Personally, I’ve really been struggling for a while now as I question the value of my education, especially with only a year and a half of school left. I’ve questioned the value of university culture, personal interactions, and academics here at Stanford. I fiercely question whether this education will have any real bearing on my life—not the job or the wealth or the security—but my real life—my family, my values, my passions, my principles, my priorities. And I’ve been none too shy about expressing my urges to break free into the “real world” and to have my own choices dictate my life’s trajectory.
Then I remember that while I usually detest them, I function more effectively within external rule frameworks and bureaucracies than many. If anyone can figure out how to toe the line and “get ahead,” then I can. And because I can succeed within others’ systems, I have made myself content to do so. When systems like elite universities structure themselves to produce wealth among its system components like students, those who succeed are those who achieve wealth. Therefore, in attending Stanford, I seek to succeed within the system—I seek to generate the wealth.

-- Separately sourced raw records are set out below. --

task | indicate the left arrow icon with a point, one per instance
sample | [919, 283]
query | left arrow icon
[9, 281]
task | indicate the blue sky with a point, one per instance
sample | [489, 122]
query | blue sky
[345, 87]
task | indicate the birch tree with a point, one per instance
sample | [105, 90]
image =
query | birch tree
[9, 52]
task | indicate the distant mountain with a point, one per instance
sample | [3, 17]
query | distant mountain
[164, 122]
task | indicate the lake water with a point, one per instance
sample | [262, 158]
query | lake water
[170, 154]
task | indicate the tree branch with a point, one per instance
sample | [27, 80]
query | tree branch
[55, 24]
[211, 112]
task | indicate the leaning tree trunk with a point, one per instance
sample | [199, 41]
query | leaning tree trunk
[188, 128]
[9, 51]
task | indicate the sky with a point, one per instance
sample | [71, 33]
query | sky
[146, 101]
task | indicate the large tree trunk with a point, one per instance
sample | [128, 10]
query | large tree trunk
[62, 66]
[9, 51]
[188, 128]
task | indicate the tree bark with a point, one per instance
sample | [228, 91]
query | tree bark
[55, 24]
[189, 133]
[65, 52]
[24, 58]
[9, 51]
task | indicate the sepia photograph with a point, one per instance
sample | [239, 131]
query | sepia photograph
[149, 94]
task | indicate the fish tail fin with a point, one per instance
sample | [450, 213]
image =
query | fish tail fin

But I firmly believe that the while the wealth I generate will ease my path in the future, it will not go so far as to carry me along that path. Wealth or no wealth—I can focus on my family, passions, and values. But wealth may very well free up some resources such as time and attention that will aid me pursuing these goals.
But Deresiewicz believes that the elite university system deprives its student components of their opportunity to lack wealth, an opportunity he believes would better ground them in the real world. He says,
When parents explain why they work so hard to give their children the best possible education, they invariably say it is because of the opportunities it opens up. But what of the opportunities it shuts down? An elite education gives you the chance to be rich—which is, after all, what we’re talking about—but it takes away the chance not to be. Yet the opportunity not to be rich is one of the greatest opportunities with which young Americans have been blessed.
I think he is wrong. It is not money that prevents individuals from being able to understand the lives of those unlike themselves. Rather, it is the ideological barrier, the mentality that those with less must be less, and that they must need help from those with more. It is that tendency to deny dignity to those who do lack wealth by viewing their lives as less rich because their bank accounts say they are less rich. Deresiewicz’s mistake is that he falls into the trap of believing that wealth dictates the true level of connectedness one has to the real world, but many of those problems are universally felt and not rooted in money.
Growing up, I learned and followed the rules of a system, then I busted my butt within that system constantly working toward the goal of a better financial life for myself and my family. Wealth offers the opportunity to entertain more options and expand choice. Wealth will allow me to choose between an expensive car and inexpensive one, between a large house and a small one, between steak and ground beef. Fifteen years from now, will my my life’s substance be better because I’m richer? Will my values be stronger, my family more loved, my passions more inflamed because of money? Probably not. But wealth does not dictate the quality of life’s substance. When I look at my life fifteen years from now, I will evaluate it by those non-material aspects, and I will thank God that He blessed me with the opportunity to live my life for those very aspects.